Groups of nerve fibers in the spinal cord

The proper fasciculi, or spinospinal fasciculi, or propriospinal tracts, are groups of short fibres, ascending and descending, and crossed and uncrossed, within the spinal cord. These fibres are grouped into anterior, posterior, and lateral regions and make up a spinal pathway. Descending dorsal root collaterals are often included in the pathway.

==Components==
The anterior proper fasciculus consists of longitudinal intersegmental fibres which arise from cells in the grey matter, more especially from those of the medial group of the anterior column, and, after a longer or shorter course, re-enter the gray substance; and fibres which cross in the anterior white commissure from the grey matter of the opposite side.

The lateral proper fasciculus is made up of the remainder of the lateral column, and is continuous in front with the anterior proper fasciculus.
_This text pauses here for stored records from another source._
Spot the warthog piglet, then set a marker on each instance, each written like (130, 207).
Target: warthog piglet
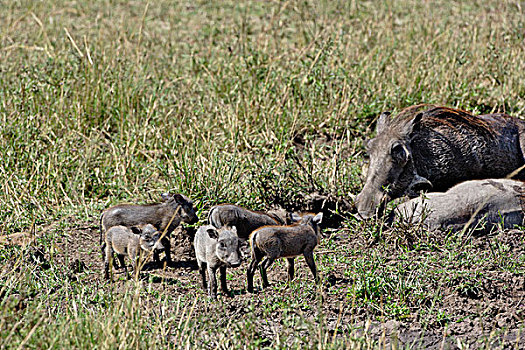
(229, 215)
(216, 249)
(176, 206)
(130, 242)
(276, 242)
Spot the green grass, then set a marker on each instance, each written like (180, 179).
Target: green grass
(255, 103)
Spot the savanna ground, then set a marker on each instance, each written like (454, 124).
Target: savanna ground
(264, 104)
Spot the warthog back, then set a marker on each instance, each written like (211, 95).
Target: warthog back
(482, 204)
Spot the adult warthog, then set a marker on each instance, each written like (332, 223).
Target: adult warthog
(479, 204)
(428, 147)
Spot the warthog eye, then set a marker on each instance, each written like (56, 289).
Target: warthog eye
(399, 152)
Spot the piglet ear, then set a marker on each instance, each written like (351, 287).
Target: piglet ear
(212, 233)
(295, 217)
(382, 122)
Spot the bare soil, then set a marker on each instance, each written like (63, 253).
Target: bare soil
(482, 316)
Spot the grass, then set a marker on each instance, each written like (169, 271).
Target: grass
(255, 103)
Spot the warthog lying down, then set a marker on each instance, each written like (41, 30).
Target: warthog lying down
(216, 249)
(276, 242)
(483, 204)
(428, 147)
(176, 206)
(129, 241)
(245, 220)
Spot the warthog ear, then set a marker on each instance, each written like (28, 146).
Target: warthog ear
(399, 153)
(413, 125)
(212, 233)
(295, 217)
(382, 122)
(318, 218)
(136, 230)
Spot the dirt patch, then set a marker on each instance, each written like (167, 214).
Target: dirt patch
(485, 311)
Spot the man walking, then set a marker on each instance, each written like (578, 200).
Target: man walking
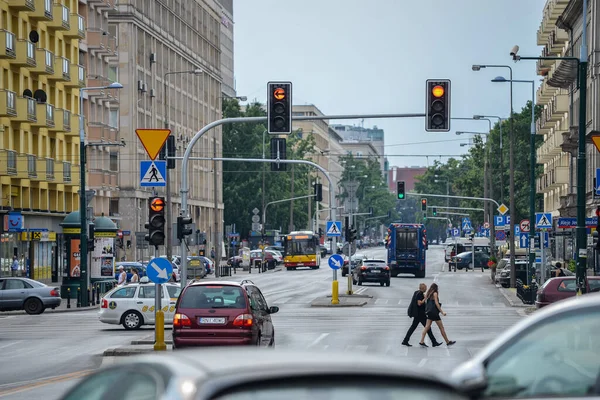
(416, 310)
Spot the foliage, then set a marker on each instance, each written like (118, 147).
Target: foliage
(465, 176)
(243, 181)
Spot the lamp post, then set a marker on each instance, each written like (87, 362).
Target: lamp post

It consists chiefly of intersegmental fibres which arise from cells in the grey matter, and, after a longer or shorter course, re-enter the grey matter and ramify in it. Some of its fibers are, also continued upward into the brain in the medial longitudinal fasciculus.

The posterior proper fasciculus arises from cells in the posterior column; their axons bifurcate (fork) into ascending and descending branches which occupy the ventral part of the funiculus close to the grey column. They are intersegmental and run for varying distances sending off collaterals and terminals to the grey matter.